The team of researchers led by Prof Ashok Kumar Patel from the KSBS, IIT Delhi screened about 51 medicinal plants on 3CL protease (3-chymotrypsin-like protease) of the virus, which is necessary for processing the viral polyproteins and therefore has emerged as an interesting premise for the development of drugs targeting the virus. The team came to the conclusion that targeting of this protein would halt the replication of the virus.
The experimental findings showed that aqueous extracts from Tea (scientific name-Camellia Sinensis) as well as Haritaki (Terminalia chebula) have potential anti-viral activity via in-vitro inhibition of the proteolytic activity of the main protease of the virus.

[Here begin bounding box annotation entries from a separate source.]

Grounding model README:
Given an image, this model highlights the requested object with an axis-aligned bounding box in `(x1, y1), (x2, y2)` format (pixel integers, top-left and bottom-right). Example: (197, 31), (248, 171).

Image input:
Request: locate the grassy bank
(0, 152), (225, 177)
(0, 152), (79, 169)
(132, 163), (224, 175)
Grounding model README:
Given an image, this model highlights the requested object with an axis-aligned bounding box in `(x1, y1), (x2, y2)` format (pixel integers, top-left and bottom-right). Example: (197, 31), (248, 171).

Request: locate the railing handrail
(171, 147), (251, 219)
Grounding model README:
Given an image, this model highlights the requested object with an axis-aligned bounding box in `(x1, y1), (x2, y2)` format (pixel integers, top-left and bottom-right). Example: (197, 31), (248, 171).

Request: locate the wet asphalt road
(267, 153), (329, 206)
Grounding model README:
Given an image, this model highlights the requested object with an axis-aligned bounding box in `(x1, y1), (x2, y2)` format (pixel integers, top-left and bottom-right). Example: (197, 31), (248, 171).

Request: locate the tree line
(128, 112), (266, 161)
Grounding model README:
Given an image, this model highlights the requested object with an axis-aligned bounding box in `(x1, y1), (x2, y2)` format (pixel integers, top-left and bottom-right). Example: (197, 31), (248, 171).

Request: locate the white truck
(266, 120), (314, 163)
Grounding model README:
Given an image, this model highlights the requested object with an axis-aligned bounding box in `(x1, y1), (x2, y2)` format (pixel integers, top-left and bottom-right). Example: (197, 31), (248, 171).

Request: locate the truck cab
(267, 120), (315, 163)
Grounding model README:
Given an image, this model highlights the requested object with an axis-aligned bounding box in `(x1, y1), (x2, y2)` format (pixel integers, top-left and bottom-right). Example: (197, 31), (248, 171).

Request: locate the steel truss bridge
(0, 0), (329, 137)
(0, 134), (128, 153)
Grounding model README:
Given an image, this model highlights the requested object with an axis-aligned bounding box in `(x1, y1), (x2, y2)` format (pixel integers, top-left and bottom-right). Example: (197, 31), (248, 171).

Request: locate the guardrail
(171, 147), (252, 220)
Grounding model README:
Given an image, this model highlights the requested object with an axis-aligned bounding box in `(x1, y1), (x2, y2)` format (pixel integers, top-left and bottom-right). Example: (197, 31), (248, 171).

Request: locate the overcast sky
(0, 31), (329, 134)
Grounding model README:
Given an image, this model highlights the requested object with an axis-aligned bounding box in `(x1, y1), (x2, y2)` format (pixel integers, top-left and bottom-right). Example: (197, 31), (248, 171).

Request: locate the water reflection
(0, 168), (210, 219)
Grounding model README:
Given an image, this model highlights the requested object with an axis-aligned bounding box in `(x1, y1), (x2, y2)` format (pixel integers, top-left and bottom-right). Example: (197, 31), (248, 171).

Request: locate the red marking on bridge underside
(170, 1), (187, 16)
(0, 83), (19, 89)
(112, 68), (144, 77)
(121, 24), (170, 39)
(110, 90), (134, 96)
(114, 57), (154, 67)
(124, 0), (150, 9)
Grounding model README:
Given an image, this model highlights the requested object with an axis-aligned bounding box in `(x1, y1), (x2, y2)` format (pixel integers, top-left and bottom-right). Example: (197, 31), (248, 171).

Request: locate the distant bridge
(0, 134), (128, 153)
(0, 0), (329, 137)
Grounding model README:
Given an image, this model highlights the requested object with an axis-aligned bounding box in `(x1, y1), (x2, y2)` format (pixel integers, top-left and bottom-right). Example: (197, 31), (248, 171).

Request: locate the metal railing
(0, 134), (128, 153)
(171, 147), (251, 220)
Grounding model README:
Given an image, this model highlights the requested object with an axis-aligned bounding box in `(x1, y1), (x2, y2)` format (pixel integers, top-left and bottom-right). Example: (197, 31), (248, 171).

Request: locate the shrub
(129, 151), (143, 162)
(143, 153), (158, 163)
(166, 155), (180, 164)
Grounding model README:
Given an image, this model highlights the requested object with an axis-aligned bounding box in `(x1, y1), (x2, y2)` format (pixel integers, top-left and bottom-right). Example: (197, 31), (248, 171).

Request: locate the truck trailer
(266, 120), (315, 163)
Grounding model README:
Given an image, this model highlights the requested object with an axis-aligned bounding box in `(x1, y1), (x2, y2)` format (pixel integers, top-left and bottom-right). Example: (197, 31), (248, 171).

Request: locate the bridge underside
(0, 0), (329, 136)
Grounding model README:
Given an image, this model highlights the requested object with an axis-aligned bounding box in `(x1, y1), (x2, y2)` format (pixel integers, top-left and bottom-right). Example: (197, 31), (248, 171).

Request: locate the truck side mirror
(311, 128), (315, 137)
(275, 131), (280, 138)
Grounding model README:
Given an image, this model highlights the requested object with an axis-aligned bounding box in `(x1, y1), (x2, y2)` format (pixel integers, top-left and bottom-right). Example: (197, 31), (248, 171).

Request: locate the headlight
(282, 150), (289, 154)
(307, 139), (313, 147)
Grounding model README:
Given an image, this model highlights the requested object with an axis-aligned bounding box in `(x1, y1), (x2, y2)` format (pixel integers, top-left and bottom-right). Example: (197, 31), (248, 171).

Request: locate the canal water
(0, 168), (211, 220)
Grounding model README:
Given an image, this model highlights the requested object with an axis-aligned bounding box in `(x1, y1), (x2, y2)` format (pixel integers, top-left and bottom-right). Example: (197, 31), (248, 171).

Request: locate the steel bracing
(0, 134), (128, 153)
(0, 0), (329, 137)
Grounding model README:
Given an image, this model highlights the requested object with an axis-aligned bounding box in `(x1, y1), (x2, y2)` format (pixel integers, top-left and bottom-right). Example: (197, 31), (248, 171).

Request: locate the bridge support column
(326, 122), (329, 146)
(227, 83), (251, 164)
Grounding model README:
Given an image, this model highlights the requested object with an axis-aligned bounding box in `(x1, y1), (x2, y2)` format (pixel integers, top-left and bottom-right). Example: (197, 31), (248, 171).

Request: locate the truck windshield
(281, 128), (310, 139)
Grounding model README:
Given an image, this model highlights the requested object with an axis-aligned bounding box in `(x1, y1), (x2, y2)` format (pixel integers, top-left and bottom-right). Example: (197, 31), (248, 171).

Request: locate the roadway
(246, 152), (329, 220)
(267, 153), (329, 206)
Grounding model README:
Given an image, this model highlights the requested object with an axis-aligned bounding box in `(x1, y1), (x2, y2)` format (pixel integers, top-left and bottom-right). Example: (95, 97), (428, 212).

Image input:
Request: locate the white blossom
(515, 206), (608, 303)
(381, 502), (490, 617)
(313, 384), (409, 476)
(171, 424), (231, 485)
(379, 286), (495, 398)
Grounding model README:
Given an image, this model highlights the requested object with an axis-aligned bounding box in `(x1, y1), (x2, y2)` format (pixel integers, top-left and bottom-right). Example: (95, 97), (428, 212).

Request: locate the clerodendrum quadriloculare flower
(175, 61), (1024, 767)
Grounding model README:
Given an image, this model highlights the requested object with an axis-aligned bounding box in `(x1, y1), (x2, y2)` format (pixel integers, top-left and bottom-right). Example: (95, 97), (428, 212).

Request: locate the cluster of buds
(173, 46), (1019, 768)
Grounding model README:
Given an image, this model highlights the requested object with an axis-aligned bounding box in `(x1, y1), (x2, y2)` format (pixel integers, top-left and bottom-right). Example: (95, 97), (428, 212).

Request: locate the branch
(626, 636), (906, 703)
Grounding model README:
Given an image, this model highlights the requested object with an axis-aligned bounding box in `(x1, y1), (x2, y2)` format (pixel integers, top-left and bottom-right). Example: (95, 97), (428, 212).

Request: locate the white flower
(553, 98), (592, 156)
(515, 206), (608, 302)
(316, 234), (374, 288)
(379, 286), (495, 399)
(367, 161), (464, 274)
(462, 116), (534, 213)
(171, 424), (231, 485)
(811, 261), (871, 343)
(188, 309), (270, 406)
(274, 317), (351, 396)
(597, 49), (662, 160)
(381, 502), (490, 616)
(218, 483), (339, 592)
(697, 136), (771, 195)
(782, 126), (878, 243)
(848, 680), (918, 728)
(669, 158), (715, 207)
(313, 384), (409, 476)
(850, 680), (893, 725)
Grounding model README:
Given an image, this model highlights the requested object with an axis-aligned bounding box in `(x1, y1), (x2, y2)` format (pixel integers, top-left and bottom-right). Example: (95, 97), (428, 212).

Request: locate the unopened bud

"The findings (accepted for revision by a peer-reviewed journal) suggest the possibility of Gallotannin to emerge as a potential therapeutic candidate against SARS-CoV-2 in the future. However, larger randomized, double-blind, placebo-controlled multicentre clinical trials would be further needed," said Prof Ashok Kumar Patel.
"Indian herbal and medicinal plants have a vast repository of bioactive components useful in combating many disease. In this context, the beneficial effects of the tea in eliciting relief for COVID related conditions have been increasingly evidenced. The study carried out by Prof Patel and his group further revealed the effect of tea in inhibiting the nCoV protease, which will have significant implications once substantiated in vivo," said Dr SK Khare, Dean, R&D and Professor, Chemistry, IIT Delhi.
The research team led by Prof Patel includes Saurabh Upadhyay (PhD student), Praveen Kumar Tripathi (PhD student), Dr Siva Raghavendhar (Post Doc), Mohit Bharadwaj (Research Fellow) and Dr Manju Singh, who is an Ayurvedic physician at Morarji Desai National Institute of Yoga, New Delhi.